You want sunny beaches? Oh, silly me: as I’m writing for my fellow stoics here in the frozen tundra, it’s 22 degrees and snowing. Of course you do.
Mazatlan has beaches.
But unlike those Mexican resort towns purpose-built to lure tourists, Mazatlan has more. The Pearl of the Pacific, as it’s called, is a vibrant working city of 475,000, founded in 1531 by those original tourists called Spanish Conquistadors as a working port to send precious metals from the nearby gold and silver mines back from the New World to the Old.
Of course, those conquistadors required houses, and, to convert the locals, pretty churches. Today, the city’s Centro Historico is a landscape of those romantic stucco buildings, framed in graceful arches and balconies frilled with intricate wrought iron. They circle its centerpiece, Plaza Machado, shaded by swaying palms and a bandstand where musicians congregate at night. The GLBT also community receives a warm welcome in Mazatlan. Its prime gay bars include Banos Mazatlan Sodomas; Vitrolas; Pepe Toro; and CQ Open Mind, a disco club.
Add in a four-plus-mile ocean boardwalk called the Malecon—newly embellished with palms and streetlights punctuating the widened promenade—and the magic is made clear. By day, folks stroll pasts its majestic outdoor sculptures of dolphins and mermaids and dip toes into the crashing waves below, while at night it’s festive, with strolling guitarists and pop-up food stands serving families in their finery out to catch the breeze and the gossip.

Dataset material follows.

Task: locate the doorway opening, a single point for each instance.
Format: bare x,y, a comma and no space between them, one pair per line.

For a 360-degree view of the harbor and the city clasped by the green Sierra Madre hills, head to the outdoor bar atop the classic ’40s Hotel Freeman anchoring the Malecon, then grab a bite at cosmo Casa Lucilla a few blocks further, where a breakfast of huevos rancheros and frothy cappuccino fuels a day’s delightful wander. While it’s still cool, discover the Plaza Republica, where shoeshine stands vie to buff up your Adidas before you inspect the Cathedral of 1856 with its fancy stucco façade and jewel-like stained glass. Then turn to Mercado Pino Suarez, teeming with indoor stalls selling gorgeous melons, pyramids of guavas and papayas, fancy pastries, aromatic spices and more, more, more—including brightly striped serapes, tacky souvenirs, and everything Frida, like the Frida Kahlo purse I didn’t know I needed, sporting a unibrow portrait of the famous artist.